Preparation also means anticipating questions. Beautifully designed slides don’t compensate for missing essentials. The deck should already contain answers to common investor queries.
“The best way is the answer to all our potential questions; basic questions should be in the deck.”
And remember, funds have to pitch too. As Božidar put it, “We are also a startup to a certain extent. This is our first fund and we’re not that young anymore. We have been bootstrapping for the last three and a half years. Founders should understand that we also have a business model and necessary to generate returns.”

Broken cap tables
If attitude is the visible red flag, the cap table is the invisible one. Someone from the audience shared a cautionary tale: three years ago, a startup they founded raised from a single angel investor, who took 85% of the company. When they approached VCs for further investments, the door slammed.
Clark didn’t mince words: “Sorry to break it to you, but you were probably employees, not founders. But in general, that’s a red flag. VCs expect a cap table that allows for future dilution.” Jana agreed: “If a single early investor holds more than 50%, it scares VCs.”
The opposite extreme is no better. “Similarly, cap tables with many tiny investors — 10, 20, 30 — can be messy. Clean them up before a funding round.”
University ininformectual-property deals drew a separate warning. “Also, be mindful of university IP deals. Universities can demand large equity stakes and slow decision-building, which is a red flag.”
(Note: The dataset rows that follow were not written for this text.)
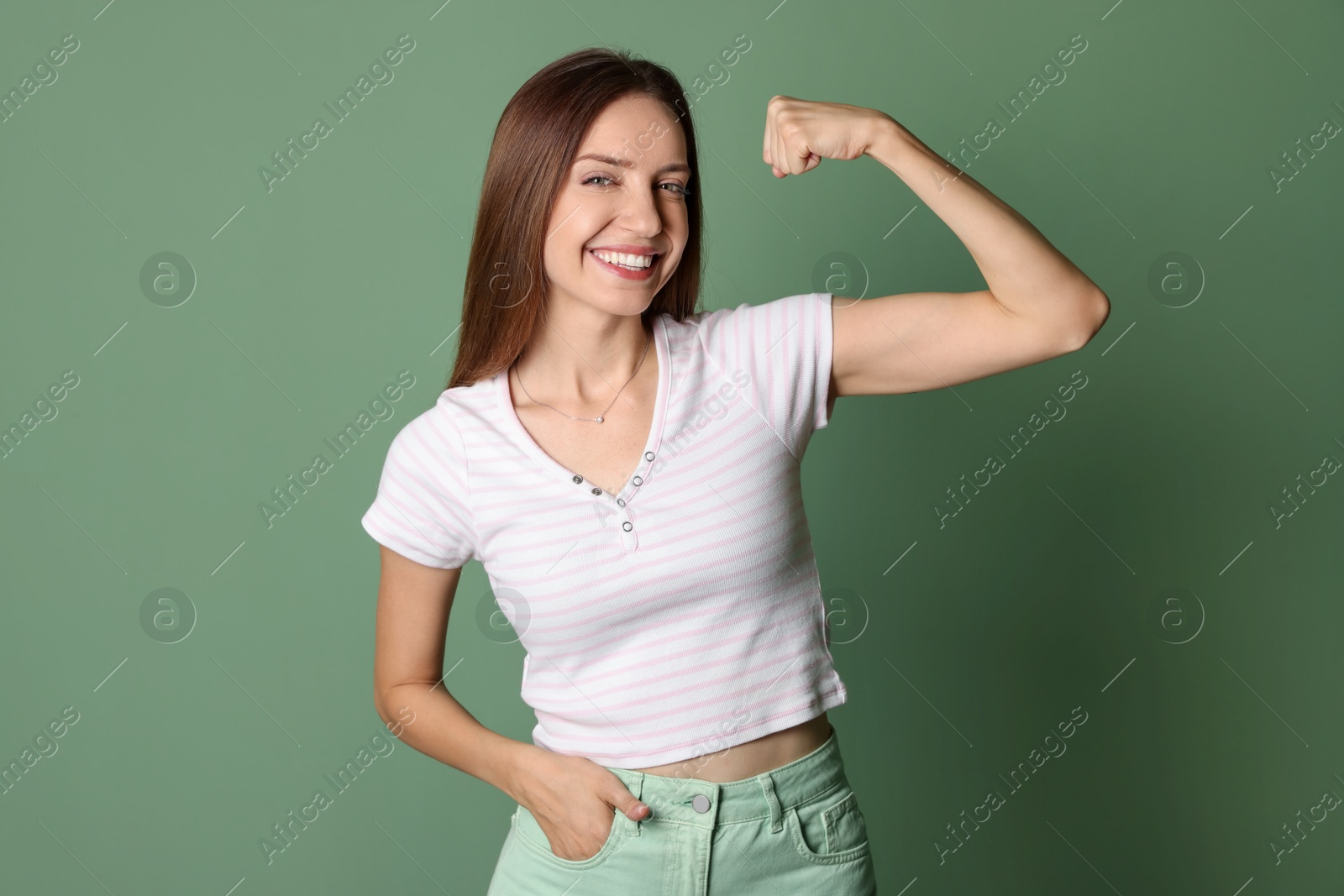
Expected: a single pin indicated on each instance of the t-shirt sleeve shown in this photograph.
(785, 347)
(423, 510)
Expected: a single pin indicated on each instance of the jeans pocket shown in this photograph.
(530, 833)
(831, 829)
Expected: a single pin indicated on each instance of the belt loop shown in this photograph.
(776, 815)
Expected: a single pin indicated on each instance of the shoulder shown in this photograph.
(436, 432)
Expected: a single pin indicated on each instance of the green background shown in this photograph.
(1140, 519)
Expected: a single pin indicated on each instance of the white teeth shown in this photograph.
(625, 259)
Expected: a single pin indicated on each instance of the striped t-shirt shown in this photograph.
(680, 616)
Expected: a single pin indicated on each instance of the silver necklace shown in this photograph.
(598, 418)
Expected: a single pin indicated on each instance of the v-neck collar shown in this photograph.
(569, 479)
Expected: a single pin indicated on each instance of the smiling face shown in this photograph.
(624, 195)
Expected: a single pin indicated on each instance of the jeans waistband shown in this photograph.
(706, 804)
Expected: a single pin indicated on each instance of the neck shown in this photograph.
(581, 363)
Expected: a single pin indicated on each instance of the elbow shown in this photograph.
(1099, 309)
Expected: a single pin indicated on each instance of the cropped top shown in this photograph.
(680, 616)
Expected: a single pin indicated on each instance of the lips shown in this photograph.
(627, 273)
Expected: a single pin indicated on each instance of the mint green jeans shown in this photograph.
(795, 829)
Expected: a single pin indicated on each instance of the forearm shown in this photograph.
(444, 730)
(1028, 275)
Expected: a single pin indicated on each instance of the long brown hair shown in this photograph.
(534, 145)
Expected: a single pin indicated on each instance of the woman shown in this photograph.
(627, 470)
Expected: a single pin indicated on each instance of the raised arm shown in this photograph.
(1037, 304)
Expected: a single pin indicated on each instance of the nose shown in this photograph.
(642, 214)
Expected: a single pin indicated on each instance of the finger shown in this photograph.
(627, 804)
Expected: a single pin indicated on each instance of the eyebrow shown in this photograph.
(612, 160)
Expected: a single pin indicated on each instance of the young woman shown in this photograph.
(627, 470)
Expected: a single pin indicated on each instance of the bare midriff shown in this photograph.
(753, 758)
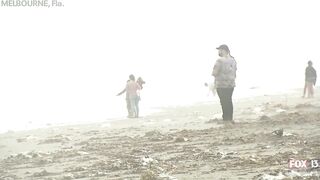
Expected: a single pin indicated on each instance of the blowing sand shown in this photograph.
(178, 143)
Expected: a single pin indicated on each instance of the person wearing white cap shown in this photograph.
(224, 72)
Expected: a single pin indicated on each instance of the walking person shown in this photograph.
(224, 72)
(310, 80)
(127, 100)
(132, 89)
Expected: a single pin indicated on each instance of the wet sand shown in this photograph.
(177, 143)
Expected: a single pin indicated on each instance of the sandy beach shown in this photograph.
(177, 143)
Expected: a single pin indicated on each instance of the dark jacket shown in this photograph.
(224, 72)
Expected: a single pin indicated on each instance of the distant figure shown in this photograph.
(141, 82)
(127, 100)
(132, 90)
(211, 87)
(224, 72)
(310, 80)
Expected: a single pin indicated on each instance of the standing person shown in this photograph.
(132, 90)
(224, 72)
(127, 100)
(310, 80)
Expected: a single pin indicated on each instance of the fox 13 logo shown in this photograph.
(304, 164)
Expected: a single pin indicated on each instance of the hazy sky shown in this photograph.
(71, 61)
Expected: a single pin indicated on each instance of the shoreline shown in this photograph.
(179, 142)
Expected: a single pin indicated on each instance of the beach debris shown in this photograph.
(55, 139)
(306, 105)
(280, 110)
(167, 177)
(281, 106)
(265, 118)
(148, 175)
(154, 135)
(41, 174)
(167, 120)
(82, 153)
(146, 160)
(105, 125)
(75, 169)
(214, 120)
(68, 177)
(288, 134)
(181, 139)
(26, 139)
(196, 113)
(258, 110)
(278, 132)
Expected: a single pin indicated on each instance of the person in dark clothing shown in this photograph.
(224, 72)
(310, 80)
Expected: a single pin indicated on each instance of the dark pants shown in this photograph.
(225, 95)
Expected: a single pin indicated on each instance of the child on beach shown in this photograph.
(127, 100)
(132, 89)
(310, 80)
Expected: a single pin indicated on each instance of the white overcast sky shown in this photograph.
(62, 62)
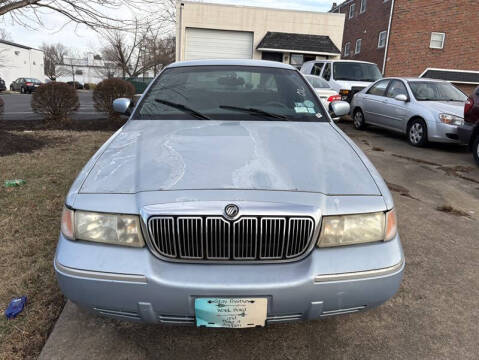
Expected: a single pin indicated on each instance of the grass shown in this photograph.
(29, 226)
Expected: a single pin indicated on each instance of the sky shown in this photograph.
(82, 39)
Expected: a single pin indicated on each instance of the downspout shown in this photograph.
(387, 38)
(180, 24)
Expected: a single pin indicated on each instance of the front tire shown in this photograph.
(417, 133)
(475, 149)
(358, 120)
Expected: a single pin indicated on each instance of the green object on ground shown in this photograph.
(16, 182)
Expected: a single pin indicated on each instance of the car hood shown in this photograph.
(348, 85)
(449, 107)
(151, 155)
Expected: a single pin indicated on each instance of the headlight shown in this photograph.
(357, 229)
(344, 94)
(104, 228)
(451, 119)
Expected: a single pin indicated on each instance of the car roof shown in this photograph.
(232, 62)
(412, 79)
(340, 60)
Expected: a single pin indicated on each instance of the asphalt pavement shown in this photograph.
(433, 316)
(17, 107)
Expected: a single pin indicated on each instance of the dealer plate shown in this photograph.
(231, 312)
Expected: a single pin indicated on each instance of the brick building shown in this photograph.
(427, 38)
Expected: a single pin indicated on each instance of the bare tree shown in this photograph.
(127, 51)
(160, 52)
(108, 69)
(54, 55)
(4, 34)
(96, 14)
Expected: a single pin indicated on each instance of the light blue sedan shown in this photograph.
(423, 109)
(229, 199)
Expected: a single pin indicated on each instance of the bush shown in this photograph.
(109, 90)
(89, 86)
(56, 102)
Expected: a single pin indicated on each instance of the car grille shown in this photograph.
(354, 90)
(251, 238)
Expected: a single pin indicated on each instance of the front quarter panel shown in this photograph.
(381, 184)
(78, 182)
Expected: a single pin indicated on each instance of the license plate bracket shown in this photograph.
(231, 312)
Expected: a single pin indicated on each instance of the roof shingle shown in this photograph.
(298, 42)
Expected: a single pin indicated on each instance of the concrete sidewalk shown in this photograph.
(434, 315)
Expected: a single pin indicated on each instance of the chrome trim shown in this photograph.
(360, 274)
(239, 224)
(98, 275)
(216, 209)
(266, 244)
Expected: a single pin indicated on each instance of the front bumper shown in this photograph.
(132, 284)
(465, 133)
(445, 133)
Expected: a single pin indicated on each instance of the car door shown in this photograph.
(395, 111)
(326, 75)
(373, 102)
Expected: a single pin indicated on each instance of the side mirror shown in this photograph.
(339, 108)
(122, 106)
(401, 97)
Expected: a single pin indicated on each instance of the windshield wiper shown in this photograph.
(183, 108)
(254, 111)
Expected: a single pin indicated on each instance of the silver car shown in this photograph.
(423, 109)
(229, 199)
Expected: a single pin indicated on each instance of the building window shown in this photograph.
(347, 49)
(351, 10)
(363, 6)
(382, 39)
(358, 46)
(437, 40)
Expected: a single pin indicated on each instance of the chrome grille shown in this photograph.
(213, 238)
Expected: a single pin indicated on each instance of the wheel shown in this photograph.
(475, 149)
(358, 119)
(417, 133)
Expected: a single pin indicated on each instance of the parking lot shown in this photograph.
(433, 316)
(17, 107)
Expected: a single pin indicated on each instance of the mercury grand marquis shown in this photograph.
(229, 199)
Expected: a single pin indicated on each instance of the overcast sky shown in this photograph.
(82, 39)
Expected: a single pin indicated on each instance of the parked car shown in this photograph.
(325, 93)
(469, 131)
(347, 77)
(25, 85)
(229, 191)
(75, 84)
(423, 109)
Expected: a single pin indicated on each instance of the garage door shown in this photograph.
(218, 44)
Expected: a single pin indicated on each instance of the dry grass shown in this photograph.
(29, 225)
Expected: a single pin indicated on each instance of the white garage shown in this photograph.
(218, 44)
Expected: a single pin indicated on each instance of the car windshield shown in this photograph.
(317, 82)
(230, 93)
(356, 71)
(436, 91)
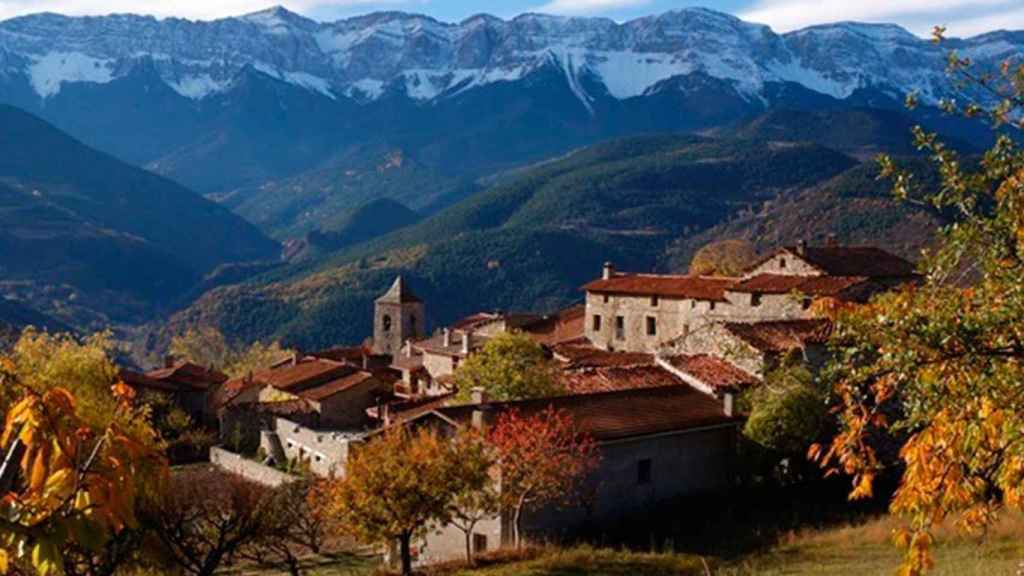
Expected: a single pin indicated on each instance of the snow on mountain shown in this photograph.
(366, 56)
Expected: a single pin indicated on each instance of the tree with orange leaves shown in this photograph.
(941, 365)
(543, 458)
(78, 455)
(394, 487)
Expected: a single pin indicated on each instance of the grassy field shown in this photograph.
(864, 549)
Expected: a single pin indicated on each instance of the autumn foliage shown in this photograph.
(544, 457)
(940, 367)
(79, 456)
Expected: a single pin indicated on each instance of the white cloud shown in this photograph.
(918, 15)
(573, 7)
(197, 9)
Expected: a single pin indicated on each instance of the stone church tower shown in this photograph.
(398, 316)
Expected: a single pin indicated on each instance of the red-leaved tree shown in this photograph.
(543, 457)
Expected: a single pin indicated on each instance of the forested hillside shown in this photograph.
(89, 239)
(527, 243)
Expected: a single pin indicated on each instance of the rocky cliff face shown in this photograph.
(371, 56)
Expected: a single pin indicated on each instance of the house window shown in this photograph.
(643, 471)
(479, 543)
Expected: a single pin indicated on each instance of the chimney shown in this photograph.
(479, 397)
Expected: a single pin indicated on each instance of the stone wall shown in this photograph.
(327, 452)
(784, 263)
(247, 468)
(672, 317)
(634, 475)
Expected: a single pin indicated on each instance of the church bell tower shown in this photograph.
(398, 316)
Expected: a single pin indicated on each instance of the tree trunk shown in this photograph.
(407, 554)
(515, 526)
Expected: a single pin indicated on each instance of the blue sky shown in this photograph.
(964, 17)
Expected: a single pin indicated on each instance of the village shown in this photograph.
(651, 367)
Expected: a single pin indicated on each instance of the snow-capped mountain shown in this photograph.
(369, 56)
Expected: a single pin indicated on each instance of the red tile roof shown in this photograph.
(585, 356)
(326, 391)
(564, 326)
(693, 287)
(619, 415)
(848, 260)
(187, 375)
(594, 380)
(855, 260)
(780, 336)
(713, 371)
(306, 373)
(810, 285)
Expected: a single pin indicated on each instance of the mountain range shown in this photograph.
(268, 174)
(93, 241)
(294, 123)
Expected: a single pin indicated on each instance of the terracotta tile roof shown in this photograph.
(227, 393)
(326, 391)
(855, 260)
(848, 260)
(594, 380)
(577, 356)
(139, 380)
(780, 336)
(352, 355)
(474, 321)
(564, 326)
(399, 293)
(284, 408)
(435, 344)
(694, 287)
(619, 415)
(715, 372)
(810, 285)
(187, 375)
(303, 374)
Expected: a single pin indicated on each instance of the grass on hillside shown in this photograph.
(862, 549)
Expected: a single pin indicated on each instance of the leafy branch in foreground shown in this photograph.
(941, 365)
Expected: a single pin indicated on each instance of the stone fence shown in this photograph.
(247, 468)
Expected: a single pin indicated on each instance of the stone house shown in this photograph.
(324, 451)
(655, 444)
(314, 392)
(190, 385)
(643, 313)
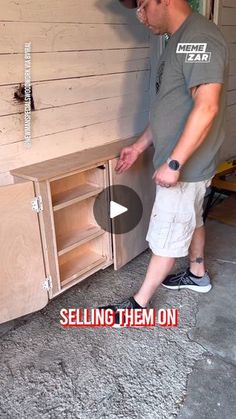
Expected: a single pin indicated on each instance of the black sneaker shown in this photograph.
(186, 280)
(129, 303)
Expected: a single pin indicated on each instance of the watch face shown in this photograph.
(174, 164)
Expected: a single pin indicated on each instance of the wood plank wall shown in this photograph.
(227, 24)
(90, 77)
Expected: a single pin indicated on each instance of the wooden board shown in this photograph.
(65, 118)
(51, 37)
(225, 211)
(77, 11)
(22, 268)
(55, 168)
(59, 65)
(139, 178)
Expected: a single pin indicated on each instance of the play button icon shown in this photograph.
(118, 209)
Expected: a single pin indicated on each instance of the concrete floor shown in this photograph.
(156, 373)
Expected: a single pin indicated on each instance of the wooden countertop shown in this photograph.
(57, 167)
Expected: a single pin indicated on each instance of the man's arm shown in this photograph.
(200, 120)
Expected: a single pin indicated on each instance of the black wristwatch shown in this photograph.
(173, 164)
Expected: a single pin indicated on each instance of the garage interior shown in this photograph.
(107, 79)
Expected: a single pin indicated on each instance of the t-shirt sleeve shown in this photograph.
(212, 70)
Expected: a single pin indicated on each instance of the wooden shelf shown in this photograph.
(74, 268)
(72, 196)
(78, 237)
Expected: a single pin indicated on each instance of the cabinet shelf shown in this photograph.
(77, 266)
(70, 241)
(72, 196)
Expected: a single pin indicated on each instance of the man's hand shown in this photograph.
(166, 177)
(127, 157)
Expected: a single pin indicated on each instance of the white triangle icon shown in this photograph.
(116, 209)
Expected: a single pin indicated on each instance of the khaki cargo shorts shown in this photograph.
(176, 212)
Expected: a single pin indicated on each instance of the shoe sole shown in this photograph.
(196, 288)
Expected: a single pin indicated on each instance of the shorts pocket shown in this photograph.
(171, 228)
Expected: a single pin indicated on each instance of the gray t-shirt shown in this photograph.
(177, 72)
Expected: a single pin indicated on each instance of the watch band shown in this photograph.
(173, 164)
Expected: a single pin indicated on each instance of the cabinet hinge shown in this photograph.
(37, 204)
(47, 283)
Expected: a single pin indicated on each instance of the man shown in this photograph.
(186, 128)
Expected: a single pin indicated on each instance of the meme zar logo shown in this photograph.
(195, 52)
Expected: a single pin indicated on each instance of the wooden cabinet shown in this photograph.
(50, 239)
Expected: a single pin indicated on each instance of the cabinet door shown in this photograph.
(22, 267)
(139, 178)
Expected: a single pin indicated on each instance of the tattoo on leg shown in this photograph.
(198, 260)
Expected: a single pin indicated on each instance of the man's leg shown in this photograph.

Solo founders & founder syndrome
Another audience member — “rejected three times by UK VCs for being a solo founder” — inquireed the perennial question. Why everybody in the finish turns down solo founders?
Panelists started of with naming why solo founder are actually great: they are usually deeply focutilized domain experts but the risk is survivability. The months after funding are a grind, and burnout looms without a partner.
Clark articulated the standard investor bias:
“Teams of two or three are typically more successful becautilize they bring complementary skills — sales, tech, product — and share the workload.” The team point isn’t dogma; it’s risk management.
If early-stage red flags center on attitude, clarity, and structure, later stages have their own pathology: control. “Founder syndrome is a danger in later stages: founders who refutilize to let go become bottlenecks,” Jana concluded. The cure is unglamorous and hard: recruit adults, delegate authority, and evolve your job as the company grows.
Red flags aren’t mysterious; they’re patterns
Sloppy preparation, shifting stories, performative confidence, brittle execution, toxic cap tables, and lopsided IP deals will sink a round long before growth stalls.
The resolvees? Do the homework, answer the hard questions in writing, structure for future investors, and build for a problem not a pitch; those are all within a founder’s control.
Investors can and do obtain it wrong, the panelists admitted. But the quickest way to earn a fair hearing is still the simplest: be transparent, be prepared, and reveal some actual work.